Monday, November 18, 2013

Managing your team: the basics

I often come across entrepreneurs who successfully grew their idea into a real business, and they realize their one-man organization has grown to 20,  50 or even more people. They can no longer do everything themselves. They have grown their team but they cannot afford to hire managers whose only job it is to manage others, as they are still very much relying on each individual’s contribution to help grow the top line and keep the bottom line in check. They need to start to act as managers themselves.  But where to start … ?

Based on my experience and what I have seen some entrepreneurs struggle with, here are the basics to put in place. These are the basics only, but they are often incomplete.

1. A few basic indicators visible to everyone
No need to have walls full of charts. A few indicators (start with one !), critical to the business, that employees get to see regularly and understand. And for which it is clear their effort contributes to the indicator moving in the right direction. Ideally, the indicator shows both company performance and the direction of their variable compensation.

2. A regular one-on-one meeting with each key player
This can be informal, over breakfast or lunch, but it must be clear it is a working meeting, and it takes place every 2 weeks at a minimum. This is the opportunity to clarify what is going well and what is not going well, to be clear and explicit when there are performance issues that need to get addressed (or else …). No need for an agenda or minutes, but do come prepared knowing what needs to be discussed or what needs to be followed up from the previous meeting. This is also where the personal relationship between the entrepreneur and the key players are developed and maintained.

3. A regular team review
This is where everyone is together, and the priorities of the company – including the indicators described earlier – are reviewed. This is the team working together, helping each other out. Individuals who are lagging are not put on the chopping block in front of everyone, that’s one of those things that doesn’t go down well in Asia. Those issues are addressed in the one-on-one meetings (by you !). The team meeting focuses on the team effort and synergies to be found.

This is not a list in which to pick one or two … These 3 elements are linked and need to exist together. You can’t have only individual meetings (where talk often moves to whining about the people that are not in the room) or only indicators on the wall (without a team review of the progress).

These are rather simple steps, that don’t take up too much of time, and they go a long way in giving direction, basic structure and follow up to your management team.

Friday, November 1, 2013

There is an i in team

There is an i in team. I am referring to the i of innovation. When we think about innovation, we like to think about those individual geniuses that have entered into the history books. Archimedes in his bath tub (an invention, not an innovation, I admit) or Steven Jobs with the latest i-something. Innovation seems to be the realm of extra-ordinary people, and so there are books and training courses to think like Steve Jobs. I am not sure how many innovations occur thanks to training courses in innovation …

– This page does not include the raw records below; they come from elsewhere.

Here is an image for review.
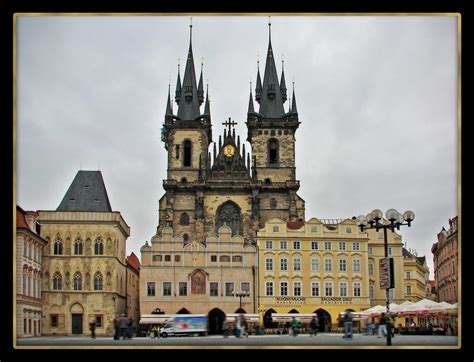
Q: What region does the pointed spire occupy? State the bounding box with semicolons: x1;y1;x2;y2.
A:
258;22;285;118
174;59;181;105
198;58;204;105
178;23;200;121
204;84;211;116
165;83;173;116
247;82;255;113
255;55;262;104
291;82;298;113
280;55;287;103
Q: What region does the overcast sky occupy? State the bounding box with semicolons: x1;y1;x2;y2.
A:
16;16;457;277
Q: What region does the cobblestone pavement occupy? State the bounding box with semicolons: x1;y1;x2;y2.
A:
17;333;458;349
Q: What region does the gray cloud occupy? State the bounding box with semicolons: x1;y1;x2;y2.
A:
17;16;457;278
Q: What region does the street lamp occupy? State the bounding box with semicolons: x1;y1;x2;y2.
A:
232;290;250;309
356;209;415;346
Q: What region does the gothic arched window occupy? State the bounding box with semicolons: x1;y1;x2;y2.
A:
74;239;82;255
94;272;104;290
53;239;63;255
216;201;242;235
179;212;189;226
53;272;63;290
73;272;82;290
94;237;104;255
183;140;192;166
268;138;279;165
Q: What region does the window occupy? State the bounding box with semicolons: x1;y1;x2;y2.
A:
146;282;156;297
339;259;347;273
352;259;360;273
293;258;301;271
163;282;171;297
265;258;273;271
50;314;58;327
74;273;82;290
179;212;189;226
354;282;362;299
209;282;219;297
232;255;242;263
94;272;103;290
179;282;188;296
225;282;234;297
311;282;319;297
95;314;103;327
324;282;332;297
268;138;278;165
94;238;104;255
265;282;273;296
324;259;332;272
53;239;63;255
53;272;63;290
74;239;82;255
183;140;192;167
339;282;347;297
293;282;301;297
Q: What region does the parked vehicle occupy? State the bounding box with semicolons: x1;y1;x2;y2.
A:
160;314;207;337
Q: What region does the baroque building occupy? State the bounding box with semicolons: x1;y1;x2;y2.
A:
15;205;48;337
140;21;305;333
38;171;130;335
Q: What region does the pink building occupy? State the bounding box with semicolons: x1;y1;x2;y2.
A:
431;216;458;303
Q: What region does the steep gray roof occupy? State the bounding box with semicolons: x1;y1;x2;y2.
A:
56;170;112;212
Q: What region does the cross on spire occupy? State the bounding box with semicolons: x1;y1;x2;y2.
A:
222;117;237;134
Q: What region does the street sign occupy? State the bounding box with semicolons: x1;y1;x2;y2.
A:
380;258;395;289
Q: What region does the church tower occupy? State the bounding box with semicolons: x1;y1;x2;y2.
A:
247;22;304;221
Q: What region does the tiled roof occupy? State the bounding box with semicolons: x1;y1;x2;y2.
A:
127;252;140;272
56;170;112;212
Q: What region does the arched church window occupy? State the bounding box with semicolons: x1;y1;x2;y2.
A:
268;138;278;165
216;201;242;235
183;140;192;167
179;212;189;226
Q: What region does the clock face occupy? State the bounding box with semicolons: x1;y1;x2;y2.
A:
224;145;235;157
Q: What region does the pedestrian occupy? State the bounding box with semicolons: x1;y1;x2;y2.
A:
342;310;352;338
89;319;95;338
309;317;319;337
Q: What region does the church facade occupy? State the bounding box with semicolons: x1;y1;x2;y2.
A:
140;26;305;332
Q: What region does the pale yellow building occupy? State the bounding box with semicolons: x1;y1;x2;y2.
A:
140;226;257;334
403;248;430;303
257;218;370;331
365;229;405;306
38;171;130;335
15;206;48;337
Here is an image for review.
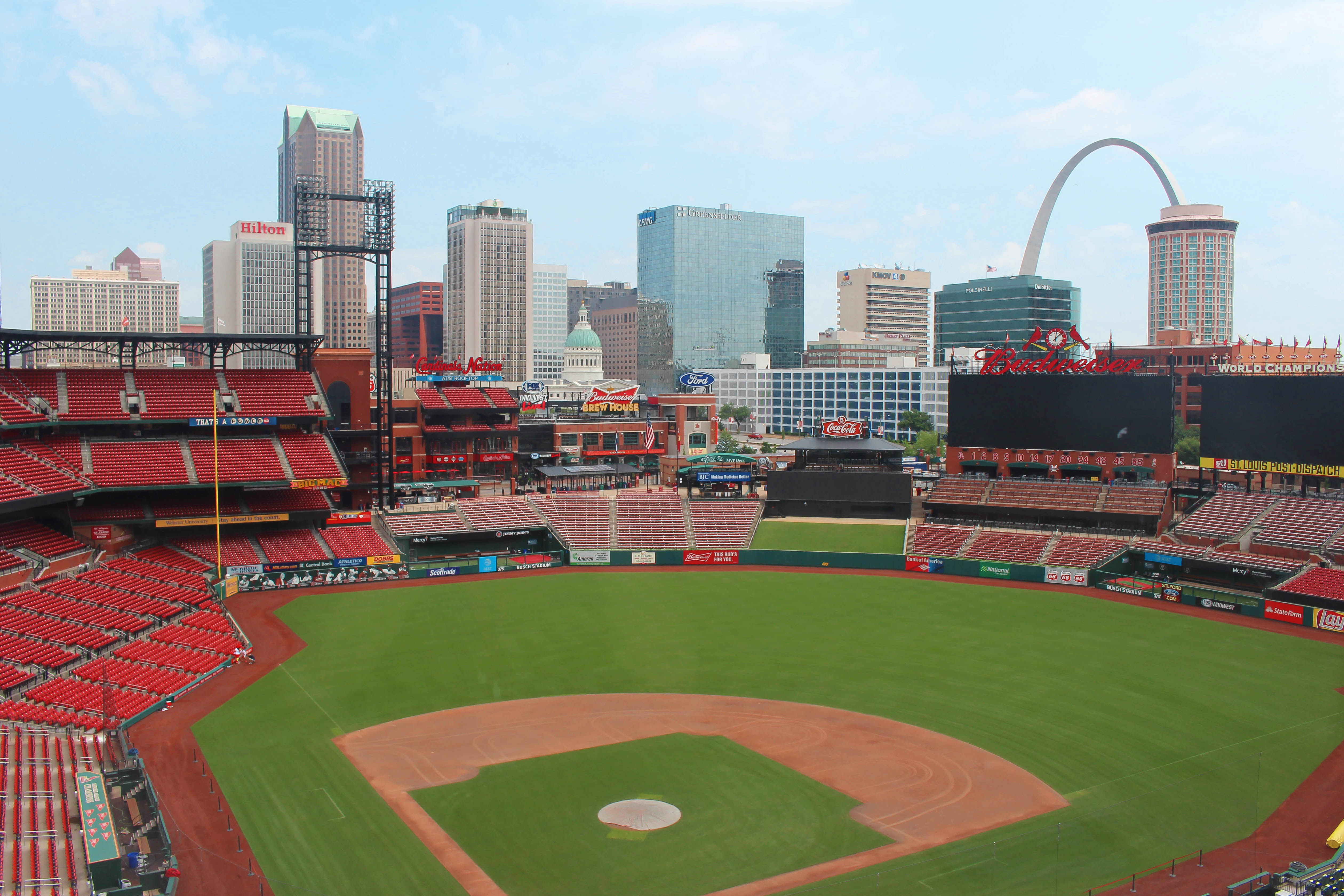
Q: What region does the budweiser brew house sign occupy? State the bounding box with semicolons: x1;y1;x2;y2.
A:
821;416;864;439
976;326;1144;376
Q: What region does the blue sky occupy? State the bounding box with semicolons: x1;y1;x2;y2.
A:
0;0;1344;341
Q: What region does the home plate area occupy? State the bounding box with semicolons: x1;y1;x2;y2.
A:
335;693;1067;896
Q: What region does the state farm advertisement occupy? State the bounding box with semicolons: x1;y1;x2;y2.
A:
1265;600;1305;625
681;551;738;566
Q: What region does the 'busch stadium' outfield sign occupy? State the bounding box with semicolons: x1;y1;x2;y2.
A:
976;326;1144;376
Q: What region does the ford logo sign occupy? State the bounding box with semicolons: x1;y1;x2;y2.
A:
677;371;714;388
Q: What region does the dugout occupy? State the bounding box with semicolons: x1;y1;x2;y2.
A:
765;438;912;520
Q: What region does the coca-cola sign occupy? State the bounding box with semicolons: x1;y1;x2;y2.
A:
821;415;867;438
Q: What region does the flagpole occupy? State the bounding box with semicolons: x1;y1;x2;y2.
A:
210;388;225;582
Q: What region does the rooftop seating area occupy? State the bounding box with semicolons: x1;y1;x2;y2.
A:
62;369;130;420
1044;535;1128;568
1247;496;1344;551
134;369;223;420
383;513;469;535
257;529;328;563
1175;492;1278;539
925;476;989;504
225;371;326;416
1101;482;1167;516
1278;567;1344;600
985;480;1102;511
321;525;397;557
457;497;546;531
906;523;976;557
687;501;761;551
481;388;517;407
962;529;1051;563
441;385;494;408
89;439;191;489
187;439;289;482
0;520;90;560
280;433;345;480
616;489;689;548
529;494;613;548
169;532;262;567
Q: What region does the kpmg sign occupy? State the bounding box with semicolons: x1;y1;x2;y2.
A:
677;371;714;388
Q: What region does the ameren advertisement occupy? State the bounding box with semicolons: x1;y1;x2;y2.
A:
1199;457;1344;478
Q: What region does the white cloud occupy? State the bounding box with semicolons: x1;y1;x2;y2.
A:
67;59;153;116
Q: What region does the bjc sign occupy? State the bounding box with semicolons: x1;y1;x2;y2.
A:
415;357;504;373
238;220;289;236
821;416;864;437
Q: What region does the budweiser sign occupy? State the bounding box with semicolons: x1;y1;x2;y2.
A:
415;357;504;373
821;415;867;438
976;326;1144;375
583;385;640;412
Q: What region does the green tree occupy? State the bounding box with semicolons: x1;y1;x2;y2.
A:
900;411;933;433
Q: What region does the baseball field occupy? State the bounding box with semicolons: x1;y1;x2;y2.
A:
194;575;1344;896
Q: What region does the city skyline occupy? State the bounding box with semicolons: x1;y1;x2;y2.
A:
0;1;1344;343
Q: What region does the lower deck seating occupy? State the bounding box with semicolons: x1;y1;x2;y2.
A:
688;500;761;549
531;494;613;548
457;497;546;532
321;525;397;557
1044;535;1128;568
0;520;90;560
962;529;1050;563
906;523;976;557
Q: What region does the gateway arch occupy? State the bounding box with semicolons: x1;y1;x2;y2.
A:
1018;137;1185;275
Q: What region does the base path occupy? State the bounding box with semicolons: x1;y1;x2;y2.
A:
335;693;1068;896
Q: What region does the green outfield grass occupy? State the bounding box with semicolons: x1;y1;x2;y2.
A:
414;734;891;896
195;575;1344;896
751;520;906;553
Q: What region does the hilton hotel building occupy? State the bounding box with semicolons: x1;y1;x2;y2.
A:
200;220;296;368
836;267;930;367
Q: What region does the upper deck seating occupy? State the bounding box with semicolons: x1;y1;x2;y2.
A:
89;439;191;488
243;489;332;513
907;523;976;557
134;369;223;420
457;497;546;531
616;490;689;548
0;520;90;560
689;501;761;549
225;371;326;416
187;439;289;482
985;480;1101;511
321;525;397;557
531;494;612;548
280;433;345;480
1254;498;1344;551
1176;492;1278;539
61;371;130;420
925;476;989;504
962;529;1050;563
1101;482;1167;516
1044;535;1126;568
0;441;89;494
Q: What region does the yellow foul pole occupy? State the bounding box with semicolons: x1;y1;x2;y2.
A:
210;389;225;582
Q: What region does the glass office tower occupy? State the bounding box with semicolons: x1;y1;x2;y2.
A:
639;206;802;375
933;274;1082;364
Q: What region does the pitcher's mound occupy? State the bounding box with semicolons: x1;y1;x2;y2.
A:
597;799;681;830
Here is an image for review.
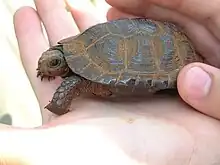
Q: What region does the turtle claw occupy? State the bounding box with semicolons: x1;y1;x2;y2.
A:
37;71;55;81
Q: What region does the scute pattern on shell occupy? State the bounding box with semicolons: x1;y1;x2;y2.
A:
59;18;202;89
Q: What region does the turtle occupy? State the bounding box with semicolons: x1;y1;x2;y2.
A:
37;18;204;115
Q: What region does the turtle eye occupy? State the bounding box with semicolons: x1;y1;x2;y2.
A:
49;58;61;67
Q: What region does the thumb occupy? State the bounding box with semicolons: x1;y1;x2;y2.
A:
177;63;220;119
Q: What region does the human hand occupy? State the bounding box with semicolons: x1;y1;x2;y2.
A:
106;0;220;119
0;0;220;165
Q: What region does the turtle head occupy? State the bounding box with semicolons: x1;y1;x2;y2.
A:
37;47;69;77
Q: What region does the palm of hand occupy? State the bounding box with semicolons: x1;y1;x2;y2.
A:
12;0;220;165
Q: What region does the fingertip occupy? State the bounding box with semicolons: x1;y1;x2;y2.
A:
177;63;220;119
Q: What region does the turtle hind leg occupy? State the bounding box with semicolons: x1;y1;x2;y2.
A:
45;75;83;115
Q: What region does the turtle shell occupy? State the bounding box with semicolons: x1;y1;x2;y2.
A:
59;18;202;89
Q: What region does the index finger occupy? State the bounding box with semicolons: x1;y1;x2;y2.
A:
106;0;220;39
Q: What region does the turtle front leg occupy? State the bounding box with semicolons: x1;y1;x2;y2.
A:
45;75;84;115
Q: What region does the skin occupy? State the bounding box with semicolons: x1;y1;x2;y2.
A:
0;0;220;165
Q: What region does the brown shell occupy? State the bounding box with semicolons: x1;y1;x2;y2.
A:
59;18;202;89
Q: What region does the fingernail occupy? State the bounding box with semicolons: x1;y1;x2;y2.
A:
183;67;212;99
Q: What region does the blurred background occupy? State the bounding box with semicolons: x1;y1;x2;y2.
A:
0;0;108;128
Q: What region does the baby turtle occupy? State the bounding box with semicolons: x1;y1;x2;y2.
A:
37;18;203;115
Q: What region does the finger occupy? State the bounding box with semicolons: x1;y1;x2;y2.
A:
107;0;220;39
107;8;138;21
105;4;220;67
14;7;59;120
178;63;220;119
35;0;79;45
67;0;107;31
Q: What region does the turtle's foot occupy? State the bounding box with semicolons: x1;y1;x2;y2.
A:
44;101;70;116
37;70;55;81
45;76;82;115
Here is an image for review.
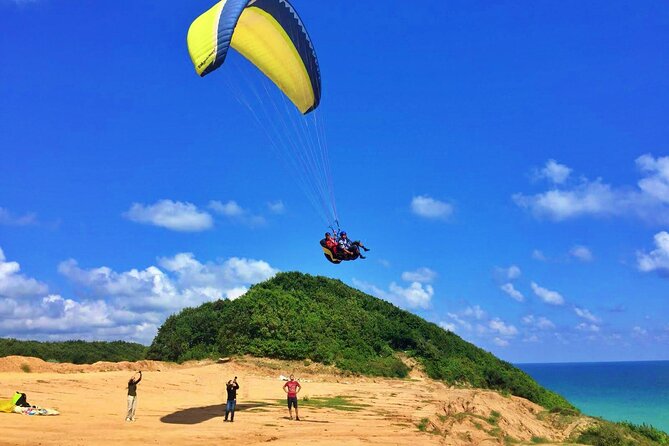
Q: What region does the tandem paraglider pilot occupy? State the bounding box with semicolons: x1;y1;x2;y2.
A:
223;376;239;422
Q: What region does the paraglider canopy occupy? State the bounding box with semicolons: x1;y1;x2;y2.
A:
187;0;321;114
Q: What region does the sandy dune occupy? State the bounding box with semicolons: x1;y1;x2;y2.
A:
0;357;587;446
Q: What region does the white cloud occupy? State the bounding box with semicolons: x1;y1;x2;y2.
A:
123;200;214;232
0;207;37;226
390;282;434;308
462;305;486;321
353;279;434;309
637;231;669;275
495;265;522;282
411;195;453;220
209;200;264;227
522;314;555;330
632;326;648;337
492;337;509;347
488;318;518;337
513;155;669;223
569;245;594;262
499;282;525;302
536;159;572;184
576;322;600;333
574;307;599;323
267;200;286;214
209;200;246;217
0;250;277;343
439;321;457;333
513;180;621;221
402;267;437;283
532;249;548;262
0;248;47;298
531;282;564;305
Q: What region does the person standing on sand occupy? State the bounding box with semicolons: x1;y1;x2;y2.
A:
283;374;302;421
125;370;142;421
223;376;239;422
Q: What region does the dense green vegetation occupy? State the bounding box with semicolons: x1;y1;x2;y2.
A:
0;339;147;364
147;273;573;409
575;420;669;446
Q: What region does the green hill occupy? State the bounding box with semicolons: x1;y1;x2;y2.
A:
0;339;146;364
147;272;574;410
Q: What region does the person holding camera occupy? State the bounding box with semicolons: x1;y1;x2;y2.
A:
224;376;239;422
125;370;142;421
283;374;302;421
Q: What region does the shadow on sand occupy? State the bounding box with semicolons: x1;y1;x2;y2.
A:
160;401;272;424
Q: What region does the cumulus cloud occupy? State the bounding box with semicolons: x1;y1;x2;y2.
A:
532;249;548;262
123;200;214;232
499;282;525;302
0;207;37;226
522;314;555;330
209;200;245;217
535;159;572;184
637;231;669;276
495;265;522;282
402;267;437;283
574;307;599;323
267;200;286;214
209;200;264;226
0;248;47;298
632;325;648;337
390;282;434;308
0;251;277;343
439;321;457;333
492;337;509;347
488;318;518;337
411;195;453;220
569;245;594;262
513;154;669;223
576;322;600;333
353;279;434;309
530;282;564;305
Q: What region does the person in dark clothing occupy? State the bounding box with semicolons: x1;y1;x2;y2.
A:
224;376;239;422
125;370;142;421
338;231;369;260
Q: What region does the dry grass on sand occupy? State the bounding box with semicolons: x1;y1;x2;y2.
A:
0;357;588;446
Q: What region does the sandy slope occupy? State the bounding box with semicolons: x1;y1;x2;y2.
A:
0;357;587;446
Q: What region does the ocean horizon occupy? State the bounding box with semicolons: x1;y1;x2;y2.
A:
515;360;669;432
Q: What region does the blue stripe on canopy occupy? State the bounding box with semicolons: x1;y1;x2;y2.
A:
200;0;248;76
249;0;321;114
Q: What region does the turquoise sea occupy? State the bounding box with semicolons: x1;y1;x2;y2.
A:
516;361;669;432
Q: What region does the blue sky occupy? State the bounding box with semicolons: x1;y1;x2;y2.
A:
0;0;669;362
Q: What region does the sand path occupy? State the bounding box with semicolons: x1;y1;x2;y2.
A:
0;360;584;446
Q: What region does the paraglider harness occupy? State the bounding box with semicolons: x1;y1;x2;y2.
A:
320;220;341;265
320;220;366;265
14;391;32;407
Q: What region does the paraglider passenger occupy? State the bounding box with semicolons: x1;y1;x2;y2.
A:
339;231;369;260
125;370;142;421
325;232;337;256
224;376;239;422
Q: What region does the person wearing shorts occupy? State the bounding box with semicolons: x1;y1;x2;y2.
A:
283;375;302;421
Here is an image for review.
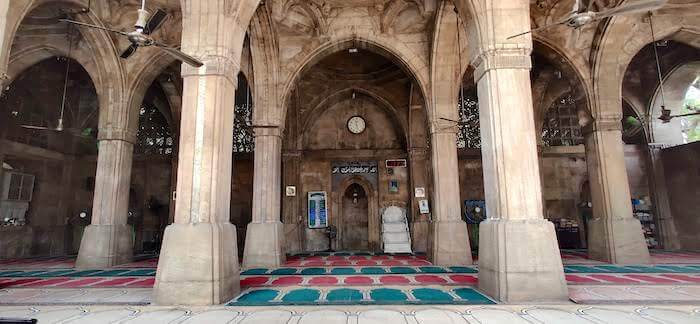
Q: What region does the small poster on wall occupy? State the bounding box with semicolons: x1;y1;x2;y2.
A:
418;199;430;215
308;191;328;228
285;186;297;197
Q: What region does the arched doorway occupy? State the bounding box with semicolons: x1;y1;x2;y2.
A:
338;183;369;251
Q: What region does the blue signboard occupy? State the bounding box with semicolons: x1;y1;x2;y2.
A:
308;191;328;228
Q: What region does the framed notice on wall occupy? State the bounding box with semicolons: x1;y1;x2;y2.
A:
307;191;328;228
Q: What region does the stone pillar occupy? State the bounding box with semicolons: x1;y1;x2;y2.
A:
153;58;240;305
243;127;285;268
75;128;136;269
408;147;430;252
648;144;681;250
584;114;651;264
282;151;304;253
0;1;13;95
474;44;568;303
429;123;472;266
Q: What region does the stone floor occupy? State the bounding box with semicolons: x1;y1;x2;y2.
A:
0;251;700;324
0;305;700;324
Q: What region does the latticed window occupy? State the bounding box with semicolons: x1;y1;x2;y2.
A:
457;90;481;150
136;105;173;155
542;94;583;146
233;75;255;154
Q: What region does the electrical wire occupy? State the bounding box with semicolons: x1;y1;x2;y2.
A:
59;24;73;126
649;12;666;109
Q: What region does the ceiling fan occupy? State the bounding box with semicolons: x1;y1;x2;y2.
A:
20;25;94;138
60;0;204;67
507;0;667;48
659;105;700;124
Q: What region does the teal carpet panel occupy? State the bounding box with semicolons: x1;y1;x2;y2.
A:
227;286;495;306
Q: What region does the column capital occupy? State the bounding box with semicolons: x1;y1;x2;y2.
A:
181;50;241;83
472;44;532;82
253;125;283;137
0;71;10;94
97;127;136;144
408;147;430;159
583;113;622;134
282;150;302;159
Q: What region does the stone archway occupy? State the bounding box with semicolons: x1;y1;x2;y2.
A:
336;183;369;251
330;176;381;251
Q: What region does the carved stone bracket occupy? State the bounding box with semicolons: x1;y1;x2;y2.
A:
472;44;532;82
583;113;622;134
253;125;283;137
97;127;136;144
182;55;241;86
430;119;459;134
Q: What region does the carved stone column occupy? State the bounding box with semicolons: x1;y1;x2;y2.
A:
282;151;304;253
584;114;651;264
75;129;136;269
408;147;430;252
243;127;285;268
153;57;240;305
648;144;681;250
473;44;568;303
428;120;472;266
0;1;13;95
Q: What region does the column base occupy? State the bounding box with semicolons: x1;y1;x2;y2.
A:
243;222;285;269
153;223;240;305
411;221;430;252
75;225;134;269
430;220;474;266
588;217;651;264
479;219;569;303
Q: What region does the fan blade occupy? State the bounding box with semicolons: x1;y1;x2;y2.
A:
19;125;56;131
571;0;583;14
143;9;168;35
506;18;569;39
153;43;204;67
566;27;581;49
596;0;667;19
59;19;129;36
120;44;138;59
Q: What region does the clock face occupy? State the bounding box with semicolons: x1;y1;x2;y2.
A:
348;116;367;134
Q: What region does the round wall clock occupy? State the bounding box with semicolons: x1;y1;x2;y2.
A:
348;116;367;134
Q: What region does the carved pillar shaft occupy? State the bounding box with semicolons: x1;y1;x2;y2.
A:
0;1;12;95
154;56;239;305
649;145;681;250
76;128;136;268
243;127;285;268
429;121;472;266
474;46;568;302
585;114;650;264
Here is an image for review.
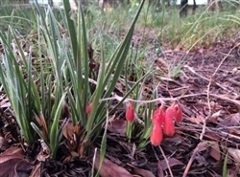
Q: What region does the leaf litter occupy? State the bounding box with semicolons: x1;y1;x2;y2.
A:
0;24;240;177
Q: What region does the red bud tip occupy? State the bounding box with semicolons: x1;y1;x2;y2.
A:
86;103;93;115
152;106;165;126
174;104;182;122
150;124;163;146
125;101;135;122
163;106;176;136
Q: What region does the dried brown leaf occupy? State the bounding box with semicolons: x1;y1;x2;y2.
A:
133;167;155;177
0;158;33;176
0;147;23;164
228;148;240;163
94;155;133;177
63;121;80;141
29;162;42;177
158;158;184;171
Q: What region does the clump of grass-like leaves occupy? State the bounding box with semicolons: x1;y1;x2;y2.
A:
0;1;144;158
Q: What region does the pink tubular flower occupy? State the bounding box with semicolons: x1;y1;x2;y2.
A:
125;101;135;122
150;123;163;146
163;106;176;136
174;104;182;122
152;106;165;127
86;103;93;116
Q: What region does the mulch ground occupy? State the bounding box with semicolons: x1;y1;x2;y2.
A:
0;29;240;177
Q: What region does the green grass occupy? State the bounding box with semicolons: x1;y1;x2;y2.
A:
0;1;240;170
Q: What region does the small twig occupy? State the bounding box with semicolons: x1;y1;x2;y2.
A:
100;93;240;107
159;146;173;177
182;143;201;177
199;43;240;140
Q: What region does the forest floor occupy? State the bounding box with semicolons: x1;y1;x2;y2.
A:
0;5;240;177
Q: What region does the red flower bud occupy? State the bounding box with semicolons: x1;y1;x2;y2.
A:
174;104;182;122
150;123;163;146
86;103;93;116
163;106;176;136
125;101;135;122
152;106;165;126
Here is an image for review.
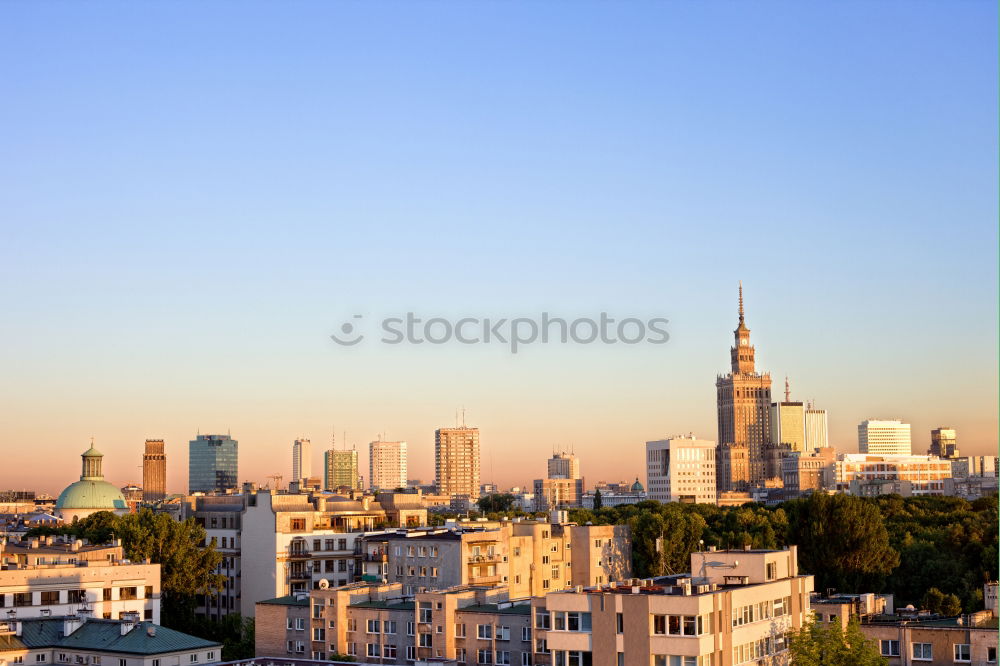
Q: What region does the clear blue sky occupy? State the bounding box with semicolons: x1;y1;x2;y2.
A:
0;1;998;490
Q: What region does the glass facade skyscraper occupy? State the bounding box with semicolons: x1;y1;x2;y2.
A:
188;435;239;493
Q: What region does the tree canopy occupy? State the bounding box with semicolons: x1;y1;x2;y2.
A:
788;620;889;666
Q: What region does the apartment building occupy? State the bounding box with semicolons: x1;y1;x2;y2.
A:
531;546;813;666
182;490;427;617
0;536;160;624
358;520;631;598
255;583;533;664
861;611;997;666
0;613;222;666
780;447;837;498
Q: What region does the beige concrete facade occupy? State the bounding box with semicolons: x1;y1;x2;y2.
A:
256;583;533;664
142;439;167;502
532;548;813;666
182;482;427;617
434;426;479;501
360;521;632;599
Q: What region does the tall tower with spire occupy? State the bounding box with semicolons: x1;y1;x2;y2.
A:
715;281;771;482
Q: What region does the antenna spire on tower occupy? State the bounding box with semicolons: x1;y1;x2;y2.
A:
740;280;743;324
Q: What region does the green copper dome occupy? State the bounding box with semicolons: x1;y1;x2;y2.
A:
56;481;128;511
56;441;128;511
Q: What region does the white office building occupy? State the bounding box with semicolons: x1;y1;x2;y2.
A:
646;435;716;504
806;404;830;446
368;441;406;490
292;439;312;481
858;419;912;456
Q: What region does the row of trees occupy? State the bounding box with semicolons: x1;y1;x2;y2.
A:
570;493;998;612
28;509;254;660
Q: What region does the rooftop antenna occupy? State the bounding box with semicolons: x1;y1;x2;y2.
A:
740;280;743;324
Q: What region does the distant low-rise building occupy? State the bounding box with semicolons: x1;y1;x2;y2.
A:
836;453;951;495
781;447;837;499
531;547;813;666
646;435;716;504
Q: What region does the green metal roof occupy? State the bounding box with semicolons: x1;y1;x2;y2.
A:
20;618;222;655
257;594;309;606
56;480;128;511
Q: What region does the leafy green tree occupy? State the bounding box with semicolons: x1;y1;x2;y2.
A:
941;594;962;617
920;587;944;613
789;619;889;666
629;502;706;576
115;509;225;631
785;493;899;592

A whole different view of innovation was presented in a recent blog by Samuel Bacharach, summarizing an interview with Jef Bezos, the founder and CEO of Amazon. Bezos describes his innovation process as follows: "In my experience, the way invention, innovation and change happen is [through] team effort. There's no lone genius who figures it all out and sends down the magic formula. You study, you debate, you brainstorm and the answers start to emerge. It takes time. Nothing happens quickly in this mode.”

Three critical elements to innovation, that are in fact in direct opposition of the stereotypes.

1. It’s about a team, not a genius. It’s a group process.

2. It’s a process (not a light bulb) with debate, brainstorming,  and playing with alternatives.

3. It takes time. You can’t force creativity by scheduling an innovation meeting on Tuesday morning (or any other day).
That is exactly the reason the Action Learning process very often delivers innovative and creative ideas to complex problems. In an Action Learning session, the team asks questions to understand the problem in all its aspects, not to jump to (incomplete) solutions. Action Learning is the perfect team process as it includes reflection on the learning that is taking place. And in fact, although innovation cannot be sped up, the Action Learning session’s structure and intensity ensures that within a couple of 2 hour sessions, significant breakthrough solutions have been developed.